Stance in Replies and Quotes (SRQ): A New Dataset For Learning Stance in
Twitter Conversations
- URL: http://arxiv.org/abs/2006.00691v2
- Date: Sat, 27 Jun 2020 21:23:20 GMT
- Title: Stance in Replies and Quotes (SRQ): A New Dataset For Learning Stance in
Twitter Conversations
- Authors: Ramon Villa-Cox, Sumeet Kumar, Matthew Babcock, Kathleen M. Carley
- Abstract summary: We present the largest human-labeled stance dataset for Twitter conversations with over 5200 stance labels.
We include many baseline models for learning the stance in conversations and compare the performance of various models.
- Score: 8.097870074875729
- License: http://arxiv.org/licenses/nonexclusive-distrib/1.0/
- Abstract: Automated ways to extract stance (denying vs. supporting opinions) from
conversations on social media are essential to advance opinion mining research.
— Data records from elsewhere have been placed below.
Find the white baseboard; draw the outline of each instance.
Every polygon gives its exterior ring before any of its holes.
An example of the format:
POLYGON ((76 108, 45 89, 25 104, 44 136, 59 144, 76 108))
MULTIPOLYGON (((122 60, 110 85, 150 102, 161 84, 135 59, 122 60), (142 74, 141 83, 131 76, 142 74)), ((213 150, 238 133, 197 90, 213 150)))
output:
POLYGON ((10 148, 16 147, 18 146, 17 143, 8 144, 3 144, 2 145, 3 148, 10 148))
Recently, there is a renewed excitement in the field as we see new models
attempting to improve the state-of-the-art. However, for training and
evaluating the models, the datasets used are often small. Additionally, these
small datasets have uneven class distributions, i.e., only a tiny fraction of
the examples in the dataset have favoring or denying stances, and most other
examples have no clear stance. Moreover, the existing datasets do not
distinguish between the different types of conversations on social media (e.g.,
replying vs. quoting on Twitter). Because of this, models trained on one event
do not generalize to other events.
In the presented work, we create a new dataset by labeling stance in
responses to posts on Twitter (both replies and quotes) on controversial
issues. To the best of our knowledge, this is currently the largest
human-labeled stance dataset for Twitter conversations with over 5200 stance
labels. More importantly, we designed a tweet collection methodology that
favors the selection of denial-type responses. This class is expected to be
more useful in the identification of rumors and determining antagonistic
relationships between users. Moreover, we include many baseline models for
learning the stance in conversations and compare the performance of various
models. We show that combining data from replies and quotes decreases the
accuracy of models indicating that the two modalities behave differently when
it comes to stance learning.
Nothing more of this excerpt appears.